The timidity of the agreement is undeniable. Its most significan­t component — requiring that federal background checks on gun buyers under 21 include a search of juvenile and mental health records — will be almost meaningles­s in states like Missouri, where state law allows buyers to circumvent the background check system altogether by buying from a private dealer instead of a federally licensed one. A true federal universal background check law would close that loophole, and a ban on any firearms purchases by teenagers would make sense.

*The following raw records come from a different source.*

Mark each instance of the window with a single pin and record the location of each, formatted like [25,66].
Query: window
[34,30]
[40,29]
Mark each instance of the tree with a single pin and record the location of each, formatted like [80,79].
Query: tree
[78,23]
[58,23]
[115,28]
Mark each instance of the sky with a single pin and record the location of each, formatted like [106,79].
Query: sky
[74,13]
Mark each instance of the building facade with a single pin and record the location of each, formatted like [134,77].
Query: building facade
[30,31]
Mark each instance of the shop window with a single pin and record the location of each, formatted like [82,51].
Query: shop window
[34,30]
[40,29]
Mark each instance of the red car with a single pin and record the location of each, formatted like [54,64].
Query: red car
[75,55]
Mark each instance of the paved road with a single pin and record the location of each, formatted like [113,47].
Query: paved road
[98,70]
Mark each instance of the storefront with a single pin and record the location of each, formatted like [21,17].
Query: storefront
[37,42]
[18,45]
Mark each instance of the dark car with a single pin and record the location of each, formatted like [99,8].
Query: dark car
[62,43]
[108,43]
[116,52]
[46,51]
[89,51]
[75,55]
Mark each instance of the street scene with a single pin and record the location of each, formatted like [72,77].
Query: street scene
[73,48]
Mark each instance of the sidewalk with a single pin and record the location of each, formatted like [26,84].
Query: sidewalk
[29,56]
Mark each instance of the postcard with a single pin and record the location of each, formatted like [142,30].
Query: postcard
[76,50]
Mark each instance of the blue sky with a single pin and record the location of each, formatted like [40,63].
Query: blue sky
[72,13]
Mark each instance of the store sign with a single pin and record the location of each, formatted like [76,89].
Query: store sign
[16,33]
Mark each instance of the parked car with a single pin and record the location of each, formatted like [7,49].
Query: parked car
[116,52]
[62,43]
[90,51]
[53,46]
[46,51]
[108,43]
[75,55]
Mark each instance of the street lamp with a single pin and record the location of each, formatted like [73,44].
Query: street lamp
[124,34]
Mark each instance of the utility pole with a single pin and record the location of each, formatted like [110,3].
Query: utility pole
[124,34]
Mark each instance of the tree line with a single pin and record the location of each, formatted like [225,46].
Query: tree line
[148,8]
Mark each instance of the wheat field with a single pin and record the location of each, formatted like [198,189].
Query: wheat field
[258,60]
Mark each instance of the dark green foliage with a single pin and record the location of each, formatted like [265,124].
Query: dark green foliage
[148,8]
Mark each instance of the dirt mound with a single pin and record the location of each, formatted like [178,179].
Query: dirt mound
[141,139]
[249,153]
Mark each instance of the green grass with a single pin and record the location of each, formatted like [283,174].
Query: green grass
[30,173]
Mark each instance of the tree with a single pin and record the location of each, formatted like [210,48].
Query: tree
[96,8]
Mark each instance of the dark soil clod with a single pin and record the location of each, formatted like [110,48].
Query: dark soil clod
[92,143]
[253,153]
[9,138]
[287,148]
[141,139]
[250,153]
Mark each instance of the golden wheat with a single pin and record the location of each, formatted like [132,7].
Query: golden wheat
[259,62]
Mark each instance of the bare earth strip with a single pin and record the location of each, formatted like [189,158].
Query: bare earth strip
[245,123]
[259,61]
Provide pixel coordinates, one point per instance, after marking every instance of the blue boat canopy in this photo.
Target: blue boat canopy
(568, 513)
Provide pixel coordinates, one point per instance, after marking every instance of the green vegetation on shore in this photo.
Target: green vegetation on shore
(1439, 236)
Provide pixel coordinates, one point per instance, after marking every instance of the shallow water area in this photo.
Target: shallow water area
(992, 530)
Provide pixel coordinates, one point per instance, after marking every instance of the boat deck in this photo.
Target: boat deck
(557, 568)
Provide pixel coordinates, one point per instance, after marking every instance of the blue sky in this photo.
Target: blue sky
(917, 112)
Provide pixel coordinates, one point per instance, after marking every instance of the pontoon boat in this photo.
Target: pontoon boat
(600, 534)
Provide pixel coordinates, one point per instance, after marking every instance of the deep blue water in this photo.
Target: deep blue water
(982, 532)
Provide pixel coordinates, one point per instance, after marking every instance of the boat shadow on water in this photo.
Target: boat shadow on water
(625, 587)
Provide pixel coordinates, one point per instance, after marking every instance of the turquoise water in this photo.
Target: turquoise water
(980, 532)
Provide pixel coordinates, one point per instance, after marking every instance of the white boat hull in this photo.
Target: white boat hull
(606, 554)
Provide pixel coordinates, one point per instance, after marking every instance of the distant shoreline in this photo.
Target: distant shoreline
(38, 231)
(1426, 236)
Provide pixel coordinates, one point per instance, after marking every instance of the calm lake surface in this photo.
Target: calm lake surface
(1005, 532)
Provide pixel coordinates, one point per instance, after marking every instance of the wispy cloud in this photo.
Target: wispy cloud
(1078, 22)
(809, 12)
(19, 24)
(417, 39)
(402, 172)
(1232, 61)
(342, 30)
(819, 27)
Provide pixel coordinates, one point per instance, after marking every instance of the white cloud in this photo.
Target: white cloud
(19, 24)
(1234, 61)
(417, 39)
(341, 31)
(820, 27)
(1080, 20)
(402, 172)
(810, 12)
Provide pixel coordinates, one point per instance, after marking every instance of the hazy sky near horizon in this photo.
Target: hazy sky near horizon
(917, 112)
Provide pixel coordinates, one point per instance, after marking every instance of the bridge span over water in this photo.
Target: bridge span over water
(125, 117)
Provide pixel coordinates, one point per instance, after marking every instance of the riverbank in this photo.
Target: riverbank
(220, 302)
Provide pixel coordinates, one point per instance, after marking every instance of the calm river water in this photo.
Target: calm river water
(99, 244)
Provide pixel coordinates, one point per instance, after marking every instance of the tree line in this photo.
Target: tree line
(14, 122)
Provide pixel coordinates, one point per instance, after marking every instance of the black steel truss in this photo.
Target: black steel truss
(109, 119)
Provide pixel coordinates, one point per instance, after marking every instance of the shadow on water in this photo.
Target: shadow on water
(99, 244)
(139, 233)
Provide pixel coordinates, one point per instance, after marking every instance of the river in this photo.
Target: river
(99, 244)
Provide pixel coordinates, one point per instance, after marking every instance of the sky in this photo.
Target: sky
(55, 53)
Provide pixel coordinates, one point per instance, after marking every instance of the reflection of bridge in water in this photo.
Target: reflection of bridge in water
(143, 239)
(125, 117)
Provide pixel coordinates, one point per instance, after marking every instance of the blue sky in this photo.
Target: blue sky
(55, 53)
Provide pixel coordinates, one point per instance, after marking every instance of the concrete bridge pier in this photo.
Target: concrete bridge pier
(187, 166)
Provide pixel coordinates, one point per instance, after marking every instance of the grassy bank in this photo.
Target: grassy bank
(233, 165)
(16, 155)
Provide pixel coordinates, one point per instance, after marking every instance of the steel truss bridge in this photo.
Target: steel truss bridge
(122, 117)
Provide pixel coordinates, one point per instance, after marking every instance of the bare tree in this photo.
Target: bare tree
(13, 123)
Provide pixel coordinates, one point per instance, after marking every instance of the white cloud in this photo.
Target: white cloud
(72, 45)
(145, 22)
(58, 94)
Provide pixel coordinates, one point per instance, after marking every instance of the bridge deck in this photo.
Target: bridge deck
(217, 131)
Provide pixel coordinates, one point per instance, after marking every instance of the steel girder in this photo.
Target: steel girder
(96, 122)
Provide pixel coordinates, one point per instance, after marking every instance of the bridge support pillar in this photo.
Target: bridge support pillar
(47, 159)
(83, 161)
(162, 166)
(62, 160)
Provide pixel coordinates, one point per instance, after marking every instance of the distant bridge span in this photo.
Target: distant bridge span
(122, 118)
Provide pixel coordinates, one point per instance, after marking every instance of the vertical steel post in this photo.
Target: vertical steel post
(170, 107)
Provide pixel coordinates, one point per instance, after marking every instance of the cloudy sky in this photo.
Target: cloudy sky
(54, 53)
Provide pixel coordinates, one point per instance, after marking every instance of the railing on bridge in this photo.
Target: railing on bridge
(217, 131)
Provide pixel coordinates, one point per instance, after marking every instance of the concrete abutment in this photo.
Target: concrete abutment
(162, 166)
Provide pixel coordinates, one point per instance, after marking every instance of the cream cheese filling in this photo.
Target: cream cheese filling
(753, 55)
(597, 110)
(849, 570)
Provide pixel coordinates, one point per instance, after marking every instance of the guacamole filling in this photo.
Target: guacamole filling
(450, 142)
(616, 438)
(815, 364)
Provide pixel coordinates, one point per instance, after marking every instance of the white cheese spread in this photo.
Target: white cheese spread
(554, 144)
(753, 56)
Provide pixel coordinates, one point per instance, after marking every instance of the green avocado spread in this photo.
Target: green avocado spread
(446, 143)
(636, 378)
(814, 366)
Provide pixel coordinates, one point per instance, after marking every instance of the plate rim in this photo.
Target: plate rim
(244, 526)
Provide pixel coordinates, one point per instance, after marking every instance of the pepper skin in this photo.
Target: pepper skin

(Missouri’s deranged new law declaring federal gun restrictio­ns unenforcea­ble here could theoretica­lly complicate any such proposal. Luckily, that brazenly unconstitu­tional law seems unlikely to survive its pending legal challenge.)

If this agreement ultimately becomes law, some Republican­s will undoubtedl­y invoke it in the future to counter valid criticism that they haven’t done enough to confront gun violence. They shouldn’t get that pass. This agreement doesn’t do enough, by a lot, but it’s worth pursuing for two reasons: One, at this point, anything is better than nothing. And, two, it will be an acknowledg­ment in principle, by at least some Republican­s, that thoughts and prayers aren’t enough to confront America’s gun violence crisis. That’s a start.